Originating after a strike led the provincial government to make their own ferry company, BC Ferries has become iconic to life on Canada's west coast.
From providing an essential connection to the rest of the province for islanders to long cruises through the northern waters of the province's Pacific coast, it plays a role in thousands of people's lives.
How well it provides those services is sometimes up for debate.
Over the 60+ years it's operated, there's a variety of notable moments, from the tragic to the zany. Here are five facts that you (hopefully) haven't heard before.

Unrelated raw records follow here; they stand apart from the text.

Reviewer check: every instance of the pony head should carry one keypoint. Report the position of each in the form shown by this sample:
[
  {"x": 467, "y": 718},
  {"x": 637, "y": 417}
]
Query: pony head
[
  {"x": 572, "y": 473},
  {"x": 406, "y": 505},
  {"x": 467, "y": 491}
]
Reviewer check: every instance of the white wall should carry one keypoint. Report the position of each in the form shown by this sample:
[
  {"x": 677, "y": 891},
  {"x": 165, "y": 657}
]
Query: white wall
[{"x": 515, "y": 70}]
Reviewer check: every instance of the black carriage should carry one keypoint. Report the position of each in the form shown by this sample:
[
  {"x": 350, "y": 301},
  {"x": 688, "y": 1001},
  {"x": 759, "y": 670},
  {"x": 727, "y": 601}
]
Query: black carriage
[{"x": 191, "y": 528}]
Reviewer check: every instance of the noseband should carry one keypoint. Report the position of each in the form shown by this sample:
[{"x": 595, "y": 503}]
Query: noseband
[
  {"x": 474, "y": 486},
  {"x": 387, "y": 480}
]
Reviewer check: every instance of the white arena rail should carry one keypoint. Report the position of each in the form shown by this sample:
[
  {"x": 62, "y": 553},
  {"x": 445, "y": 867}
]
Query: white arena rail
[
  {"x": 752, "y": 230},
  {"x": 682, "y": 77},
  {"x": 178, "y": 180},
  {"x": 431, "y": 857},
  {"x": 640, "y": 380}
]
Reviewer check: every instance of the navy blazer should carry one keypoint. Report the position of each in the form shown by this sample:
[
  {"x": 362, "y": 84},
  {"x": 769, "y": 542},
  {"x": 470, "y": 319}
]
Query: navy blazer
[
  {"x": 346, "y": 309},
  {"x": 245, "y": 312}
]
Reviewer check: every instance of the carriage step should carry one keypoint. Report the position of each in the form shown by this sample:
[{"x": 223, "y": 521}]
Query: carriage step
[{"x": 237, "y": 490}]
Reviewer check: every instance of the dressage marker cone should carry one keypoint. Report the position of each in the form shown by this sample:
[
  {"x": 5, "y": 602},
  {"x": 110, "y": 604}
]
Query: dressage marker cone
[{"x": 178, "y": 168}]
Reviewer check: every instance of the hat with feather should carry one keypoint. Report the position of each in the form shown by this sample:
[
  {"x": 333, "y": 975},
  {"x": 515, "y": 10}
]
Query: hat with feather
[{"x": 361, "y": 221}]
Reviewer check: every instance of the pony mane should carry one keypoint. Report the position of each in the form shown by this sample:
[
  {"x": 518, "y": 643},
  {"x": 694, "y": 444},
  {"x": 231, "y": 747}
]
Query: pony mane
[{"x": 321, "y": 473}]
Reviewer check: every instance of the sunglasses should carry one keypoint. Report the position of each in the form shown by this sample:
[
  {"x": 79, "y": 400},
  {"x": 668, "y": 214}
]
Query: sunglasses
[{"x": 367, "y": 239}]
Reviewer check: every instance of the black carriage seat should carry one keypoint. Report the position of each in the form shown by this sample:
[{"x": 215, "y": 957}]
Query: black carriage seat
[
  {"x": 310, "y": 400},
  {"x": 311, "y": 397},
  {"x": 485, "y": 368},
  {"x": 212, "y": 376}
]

1. By some metrics it's the largest fleet in the world
There are a few different ways to measure the biggest ferry fleet in the world, including by passengers and number of vessels. In both those categories BC Ferries is among the largest (usually top three) with pre-pandemic passenger totals cracking 22 million per year. While 36 vessels at any given time isn't a huge number, it's the size of those vessels that is impressive.
They hold the record in vehicle (or roll-on, roll-off) ferries. BC Ferries has 36 right now, more than anyone else. Our neighbours to the south are close, but Washington State Ferries only has 21 vessels. They do (usually) just beat us for passengers though.
You may expect somewhere like Greece or the Philippines to have bigger systems, but their systems are dominated by a few different companies, instead of one large one.
2. Indigenous people were kept on the car decks
In the first decade of operation, local First Nations people were not allowed above the main car deck on the ships.
3. The Queen of Victoria was involved in a fatal collision
Crashes between large ships are rare in B.C., but one of the most significant involved the Queen of Victoria. In 1970 the Soviet freighter Sergey Yesenin ran into the ferry in Active Pass, an area in which the freighter was not allowed.
The collision appears to have been quite dramatic, with aerial photos showing the freighter embedded in the side of the ferry. Three people were killed, including a seven-month-old child and his mother.
4. You used to be able to travel from Tsawwassen to Prince Rupert
For those wishing to explore B.C. a ferry directly to the province's northernmost major port would be a welcome trip. And it used to be a thing.
In the late 70s the Queen of Prince Rupert spent a season travelling between the two destinations. It left Tsawwassen at 8 a.m. on a Monday and floated into Prince Rupert at 6 p.m. on a Tuesday. Then it headed back south that night and docked in Tsawwassen at 6:30 a.m. on Thursday.
5. The PacifiCats are docked in Egypt (it appears)
They were called a few different things. Fest Ferries. PacifiCat-class ferries. An anchor around the government's neck.
Back in the 1990s, it was decided BC Ferries needed some new ships. The trio of ships that were ordered were catamarans; while they didn't have the carrying capacity of the Spirit-class ferries, the idea was they'd make the Vancouver Island-Vancouver crossing quicker (catamarans are not uncommon in other parts of the world). If they could do it faster, there would be more crossings.
Long, long story short, there were a few issues. One was the cost of the ferries ballooned (to an estimated $463 million in 2000, or about $730 million in today's dollars).
Another was the wash caused by the ferries, which meant they had to go slower and avoid certain routes, which meant they weren't much quicker.
The province ended up bailing on the ferries, just as the last of the three was finished. They ended up being sold to an American company in 2003. A paper from 2005 shows a committee considered retrofitting them "to support military vehicle payload."
However, that wasn't done and the ships were sold to a company now called ADM Shipyards from the United Arab Emirates. In photos online from a couple of years ago you can see the bow of one poking out at a dock at the Port of Alexandria.
Bonus
BC Ferrys is one of the best local parody accounts around, and, on lucky occasions, interacts with people who think it's the official BC Ferries account.